Milano, 7 ott. (askanews) – Ilan Pappè è uno dei maggiori storici israeliani, noto per avere denunciato nei suoi libri il processo di “pulizia etnica” nei confronti dei palestinesi. Ha recentemente pubblicato il saggio “Brevissima storia del conflitto tra Israele e Palestina”, che in Italia esce per Fazi, che fornisce le basi storiche e un’introduzione alla questione, dal 1882 a oggi. E proprio dell’oggi, a un anno dal 7 ottobre, abbiamo parlato con Pappé.
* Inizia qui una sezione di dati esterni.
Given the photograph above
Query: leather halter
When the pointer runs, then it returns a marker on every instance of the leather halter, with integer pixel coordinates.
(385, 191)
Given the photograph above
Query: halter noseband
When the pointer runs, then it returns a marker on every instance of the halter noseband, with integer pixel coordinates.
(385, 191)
“Ciò che accade – ha spiegato lo storico israeliano ad askanews – va avanti da molto tempo. Qui c’è l’idea di creare uno Stato ebraico in Palestina, contro la volontà dei palestinesi, attraverso l’occupazione, la colonizzazione, la pulizia etnica, l’oppressione, e i palestinesi che resistono a questa realtà. Ogni volta la resistenza è più violenta, più estesa come è successo il 7 ottobre e la reazione israeliana è un tentativo di utilizzare quella resistenza per cercare di ottenere un risultato migliore per il proprio progetto, che è quello di avere quanta più Palestina storica possibile con il minor numero possibile di palestinesi”.
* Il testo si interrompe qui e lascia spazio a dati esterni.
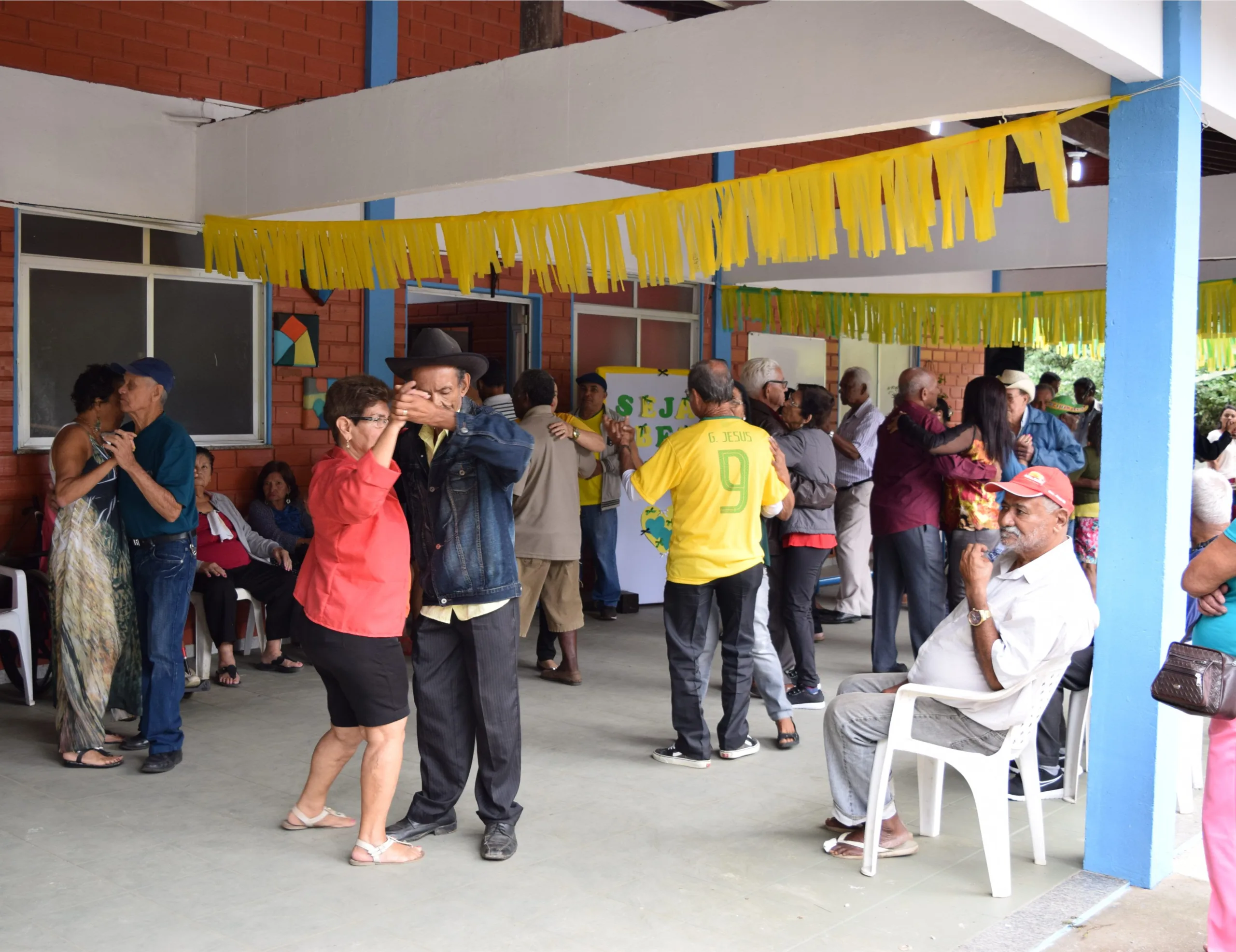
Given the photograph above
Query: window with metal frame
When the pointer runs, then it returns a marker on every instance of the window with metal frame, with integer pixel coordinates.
(93, 291)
Il libro di Pappè ricostruisce in sintesi la storia del conflitto tra Israele e i Paesi vicini, una storia costellata di guerre calde e di un perenne guerra sotterranea. “Quello che vediamo ora – ha aggiunto il professore – è un governo israeliano che, nonostante la tragedia del 7 ottobre, continua a voler creare un nuovo Medio Oriente. Un Medio Oriente che abbia paura di noi israeliani e nel quale controlliamo meglio la Palestina e con meno palestinesi, quindi più forza e più potere. Il governo israeliano, non sto dicendo il popolo israeliano, ma anche il governo israeliano vuole una guerra, perché crede che una guerra cambierà la realtà a suo vantaggio”.
In questo contesto, secondo lo storico, i Paesi guida dell’Occidente sono sostanzialmente immobili. “Gli Stati Uniti sono un fattore chiave – ha concluso Ilan Pappé – ma un fattore chiave che in realtà non fa nulla. Parla molto, ma non fa altro”.